Holding It In
Published: November 11, 2009 | | Submit An Inquiry


Dear Chivalry,

     I grew up in a conservative, Evangelical Christian household.  I'm grownup, out of the house, and not a Christian anymore.

     My parents and I have danced around the topics of beliefs and sin for years, and my policy has generally been: what they don't know can't hurt them.  They would be heartbroken to learn that I've had sex and I'm not going to marry a Christian and probably won't even get married in the traditional sense.  This information won't just make them sad, it will eat at them for the rest of their lives, as they mourn their daughter and agonize over her salvation.  That's the part I can't control.  

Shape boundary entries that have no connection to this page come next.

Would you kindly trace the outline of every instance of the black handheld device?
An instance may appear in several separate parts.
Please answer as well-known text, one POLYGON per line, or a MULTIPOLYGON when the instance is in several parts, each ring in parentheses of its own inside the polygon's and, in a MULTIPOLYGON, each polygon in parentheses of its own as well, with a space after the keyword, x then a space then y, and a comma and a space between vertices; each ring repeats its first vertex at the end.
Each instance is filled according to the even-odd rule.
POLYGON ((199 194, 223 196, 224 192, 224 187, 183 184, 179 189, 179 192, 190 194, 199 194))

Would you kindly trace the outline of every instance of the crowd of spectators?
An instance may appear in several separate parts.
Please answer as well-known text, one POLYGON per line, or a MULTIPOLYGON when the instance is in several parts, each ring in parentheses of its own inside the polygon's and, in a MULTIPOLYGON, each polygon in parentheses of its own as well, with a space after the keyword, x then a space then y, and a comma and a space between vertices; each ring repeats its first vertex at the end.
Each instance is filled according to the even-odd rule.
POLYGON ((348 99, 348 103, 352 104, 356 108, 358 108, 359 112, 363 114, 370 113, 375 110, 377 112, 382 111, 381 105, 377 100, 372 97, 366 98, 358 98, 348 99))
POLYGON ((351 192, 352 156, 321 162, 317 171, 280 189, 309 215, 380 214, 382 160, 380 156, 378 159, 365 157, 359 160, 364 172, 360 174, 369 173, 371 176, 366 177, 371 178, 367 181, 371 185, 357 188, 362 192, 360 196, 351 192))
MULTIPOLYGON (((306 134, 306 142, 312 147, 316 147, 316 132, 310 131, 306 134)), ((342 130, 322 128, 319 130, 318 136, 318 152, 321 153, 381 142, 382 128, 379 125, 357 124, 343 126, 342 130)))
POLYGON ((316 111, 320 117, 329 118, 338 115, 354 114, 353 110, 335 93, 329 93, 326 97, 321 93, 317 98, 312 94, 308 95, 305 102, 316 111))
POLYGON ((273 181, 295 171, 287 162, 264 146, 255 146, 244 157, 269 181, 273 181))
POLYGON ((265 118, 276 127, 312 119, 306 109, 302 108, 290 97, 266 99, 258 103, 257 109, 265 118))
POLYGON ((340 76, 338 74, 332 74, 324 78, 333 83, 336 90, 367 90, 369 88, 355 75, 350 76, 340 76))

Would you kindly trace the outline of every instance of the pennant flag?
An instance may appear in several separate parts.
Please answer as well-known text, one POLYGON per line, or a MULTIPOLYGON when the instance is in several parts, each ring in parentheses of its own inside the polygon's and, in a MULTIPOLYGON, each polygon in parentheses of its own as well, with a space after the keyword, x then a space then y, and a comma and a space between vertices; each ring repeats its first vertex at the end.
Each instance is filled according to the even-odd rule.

     My honesty will create a very real chasm between us, but my dishonesty doesn't help anything, either.  I want to be completely open with them about my relationships and lifestyle.  I can foresee a day when I'm with somebody who means the world to me and I'll want my parents to know.

     How can I begin to share myself with my folks in a way that is non-threatening and encourages them to be part of my life, while making it clear that I am committed to my choices?  How do I prepare them for whatever my love life may turn out to be?

Sincerely,

Living In Sin

Dear Living In Sin,

     Such a difficult situation.  I understand your concern here, you're right, disagreements like this can tear families apart.  I commend you for not wanting to take the easy way out and continuing to avoid or waiting until you do find someone and you'll be forced to explain yourself to them.  It's not the kind of thing that simply ignoring can make go away, and it must be very hard on you to hold all this in.

     First off, it may be best for you to take it slow.  I wouldn't suggest a full on assault of all your conflicting beliefs at once, but rather move one step at a time.  You'll have to decide how best to approach this.  But perhaps the next time marriage or religion comes up, instead of dancing around the topic like you mentioned, you could use it as an opening to assert some of your thoughts in a calm and casual manner.  I'm not sure how often this happens, or if you have tried this before, but however far you've taken it in the past, try to take it at least one step further.  It should become easier with time, and each discussion that you share just one thought you may have held in before will start to add up.  Even the most monumental of differences can erode away with the accumulation of small efforts.  The hardest part will be starting.  But the sooner you create the unavoidable chasm you described, the sooner you can start working to repair it through honest and mature discourse. 

     No matter what, remember certain things will remain even after you've shared these things with your parents.  You will always be their daughter and I'm sure they will continue to care for you in the same way they have before.  Hopefully they will at least try to understand where you're coming from.

     I sincerely hope you're able to work things out.